Nelson made one significant creative decision that has already sparked industry chatter: she relocated Leavitt's original story from Vancouver to the United States, splitting Sarah between sleepy suburban Maine and San Francisco's vibrant 1999 queer scene. The year placement isn't accidental—it's the precise moment before tech money transformed the city into an unaffordable fortress, giving the film both temporal specificity and thematic weight as Sarah watches her world shift irrevocably, much like her mother's memory.

The animation itself becomes a character rather than decoration. Art director Manddy Wyckens channels Leavitt's semi-surreal illustrative sensibility through 2D monochrome work punctuated by luminous violet and magenta bursts for core memories and emotional surges—Sarah literally draws her way through grief when words fail her. A running gag sees airport PA systems voicing Sarah's despairing thoughts during cross-country flights, grounding the surrealist elements in recognizable anxiety.

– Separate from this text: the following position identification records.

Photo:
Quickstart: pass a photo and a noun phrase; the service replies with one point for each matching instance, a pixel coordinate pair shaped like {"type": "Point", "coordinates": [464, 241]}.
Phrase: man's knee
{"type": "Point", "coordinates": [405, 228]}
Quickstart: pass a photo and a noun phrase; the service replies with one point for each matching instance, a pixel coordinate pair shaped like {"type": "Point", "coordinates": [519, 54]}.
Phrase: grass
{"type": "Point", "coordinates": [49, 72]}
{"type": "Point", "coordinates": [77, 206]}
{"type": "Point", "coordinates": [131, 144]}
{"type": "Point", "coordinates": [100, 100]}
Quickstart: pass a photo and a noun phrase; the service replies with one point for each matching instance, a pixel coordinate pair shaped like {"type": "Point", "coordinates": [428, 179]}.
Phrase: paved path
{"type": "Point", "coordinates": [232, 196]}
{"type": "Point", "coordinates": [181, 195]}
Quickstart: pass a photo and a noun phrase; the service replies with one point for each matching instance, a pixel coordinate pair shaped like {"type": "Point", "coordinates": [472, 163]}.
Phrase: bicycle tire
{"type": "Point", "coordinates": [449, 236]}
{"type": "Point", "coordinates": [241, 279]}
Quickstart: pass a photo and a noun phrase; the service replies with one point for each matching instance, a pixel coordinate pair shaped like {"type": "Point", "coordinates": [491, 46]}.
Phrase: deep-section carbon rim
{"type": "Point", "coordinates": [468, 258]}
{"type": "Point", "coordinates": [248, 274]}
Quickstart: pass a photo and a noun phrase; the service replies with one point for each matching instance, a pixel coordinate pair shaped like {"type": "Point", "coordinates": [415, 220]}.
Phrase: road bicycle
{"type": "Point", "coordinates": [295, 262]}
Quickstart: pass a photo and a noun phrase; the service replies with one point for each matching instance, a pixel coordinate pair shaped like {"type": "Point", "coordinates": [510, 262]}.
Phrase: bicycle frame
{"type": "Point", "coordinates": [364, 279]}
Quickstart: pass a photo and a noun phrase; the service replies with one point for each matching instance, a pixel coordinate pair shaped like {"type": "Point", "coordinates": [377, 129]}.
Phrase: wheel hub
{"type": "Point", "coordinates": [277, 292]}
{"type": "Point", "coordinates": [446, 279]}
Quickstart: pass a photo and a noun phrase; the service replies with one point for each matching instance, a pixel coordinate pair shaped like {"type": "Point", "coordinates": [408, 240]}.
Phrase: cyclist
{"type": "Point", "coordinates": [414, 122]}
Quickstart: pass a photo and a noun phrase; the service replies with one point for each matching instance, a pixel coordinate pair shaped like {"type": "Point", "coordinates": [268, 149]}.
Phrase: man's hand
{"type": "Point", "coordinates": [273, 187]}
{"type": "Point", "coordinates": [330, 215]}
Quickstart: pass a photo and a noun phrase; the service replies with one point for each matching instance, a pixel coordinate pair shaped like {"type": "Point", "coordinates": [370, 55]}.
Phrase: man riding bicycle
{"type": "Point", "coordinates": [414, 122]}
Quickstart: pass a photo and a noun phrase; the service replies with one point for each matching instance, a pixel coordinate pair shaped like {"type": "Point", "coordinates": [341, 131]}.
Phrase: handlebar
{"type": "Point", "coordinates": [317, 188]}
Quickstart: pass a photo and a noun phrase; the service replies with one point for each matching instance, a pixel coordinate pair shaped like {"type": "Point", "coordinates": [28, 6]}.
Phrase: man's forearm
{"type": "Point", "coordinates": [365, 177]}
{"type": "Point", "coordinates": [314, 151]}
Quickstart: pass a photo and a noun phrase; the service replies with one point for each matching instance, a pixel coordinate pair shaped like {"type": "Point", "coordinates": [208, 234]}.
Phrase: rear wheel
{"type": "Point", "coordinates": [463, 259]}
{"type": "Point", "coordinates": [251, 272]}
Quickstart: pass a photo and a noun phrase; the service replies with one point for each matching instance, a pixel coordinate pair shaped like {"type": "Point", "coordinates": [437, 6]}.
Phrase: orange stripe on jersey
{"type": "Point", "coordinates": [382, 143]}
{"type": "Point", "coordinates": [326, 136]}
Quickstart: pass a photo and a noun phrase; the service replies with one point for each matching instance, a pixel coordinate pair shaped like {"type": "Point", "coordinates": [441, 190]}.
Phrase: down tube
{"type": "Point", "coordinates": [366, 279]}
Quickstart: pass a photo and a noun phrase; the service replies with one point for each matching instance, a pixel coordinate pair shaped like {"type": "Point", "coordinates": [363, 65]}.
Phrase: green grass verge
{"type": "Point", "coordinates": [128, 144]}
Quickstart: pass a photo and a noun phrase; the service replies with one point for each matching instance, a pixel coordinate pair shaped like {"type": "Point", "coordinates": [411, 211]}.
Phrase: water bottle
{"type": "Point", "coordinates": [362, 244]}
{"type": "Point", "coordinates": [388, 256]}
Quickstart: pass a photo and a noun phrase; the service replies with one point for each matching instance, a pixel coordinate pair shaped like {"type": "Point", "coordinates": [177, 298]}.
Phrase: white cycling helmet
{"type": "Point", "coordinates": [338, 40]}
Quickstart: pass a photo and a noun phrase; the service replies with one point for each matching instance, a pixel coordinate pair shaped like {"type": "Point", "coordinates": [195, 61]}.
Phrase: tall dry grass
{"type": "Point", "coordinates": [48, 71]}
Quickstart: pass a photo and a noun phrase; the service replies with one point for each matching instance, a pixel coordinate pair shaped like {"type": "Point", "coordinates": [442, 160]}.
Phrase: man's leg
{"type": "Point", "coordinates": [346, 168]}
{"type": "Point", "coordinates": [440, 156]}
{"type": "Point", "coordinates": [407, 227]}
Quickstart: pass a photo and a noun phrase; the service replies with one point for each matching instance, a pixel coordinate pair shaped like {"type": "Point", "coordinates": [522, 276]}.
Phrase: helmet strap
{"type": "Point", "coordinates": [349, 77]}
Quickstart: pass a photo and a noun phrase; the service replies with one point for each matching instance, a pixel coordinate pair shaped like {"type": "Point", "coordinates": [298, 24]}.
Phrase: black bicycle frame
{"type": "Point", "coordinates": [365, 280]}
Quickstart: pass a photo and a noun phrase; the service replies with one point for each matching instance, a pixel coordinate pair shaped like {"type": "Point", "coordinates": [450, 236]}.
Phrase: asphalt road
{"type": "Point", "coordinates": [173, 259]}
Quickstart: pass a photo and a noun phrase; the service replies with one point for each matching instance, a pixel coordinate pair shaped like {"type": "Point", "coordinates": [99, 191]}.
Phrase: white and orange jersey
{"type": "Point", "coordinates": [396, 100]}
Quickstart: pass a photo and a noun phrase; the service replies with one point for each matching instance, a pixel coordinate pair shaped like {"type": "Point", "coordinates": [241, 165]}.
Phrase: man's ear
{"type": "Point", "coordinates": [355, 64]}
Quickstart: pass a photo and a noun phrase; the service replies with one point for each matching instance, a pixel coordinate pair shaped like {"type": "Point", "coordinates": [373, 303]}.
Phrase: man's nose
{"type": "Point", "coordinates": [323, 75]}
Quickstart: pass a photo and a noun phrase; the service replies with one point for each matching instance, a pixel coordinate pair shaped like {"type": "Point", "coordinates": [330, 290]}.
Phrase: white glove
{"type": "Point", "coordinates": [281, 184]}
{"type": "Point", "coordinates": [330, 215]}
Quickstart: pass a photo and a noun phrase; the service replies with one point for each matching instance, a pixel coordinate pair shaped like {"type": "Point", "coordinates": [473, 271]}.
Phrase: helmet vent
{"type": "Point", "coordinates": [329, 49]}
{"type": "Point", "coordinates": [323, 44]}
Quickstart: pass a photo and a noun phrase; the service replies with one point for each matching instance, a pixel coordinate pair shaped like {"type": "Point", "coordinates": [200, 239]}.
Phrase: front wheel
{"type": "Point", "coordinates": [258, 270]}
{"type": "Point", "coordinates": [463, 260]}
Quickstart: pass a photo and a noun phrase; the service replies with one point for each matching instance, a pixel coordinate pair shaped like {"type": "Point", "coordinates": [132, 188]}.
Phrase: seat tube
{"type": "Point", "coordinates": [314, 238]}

Beanie Feldstein co-stars as younger sister Hannah alongside Samira Wiley as Donimo, Sarah's motorcycle-riding love interest whose romance provides counterweight to the family tragedy. Seth Rogen appears among cameo talent, and sources confirm multiple distributors and streamers are actively circling what insiders describe as "prestige animation with crossover potential." The film doesn't soften its portrayal of dementia's cruel progression—stress reasoning that masks symptoms, a supposedly restorative Mexico vacation that only highlights deterioration, the slow erosion of personality and self. For families who've lived this nightmare, Tangles offers something rare: validation that this specific grief is worth witnessing onscreen.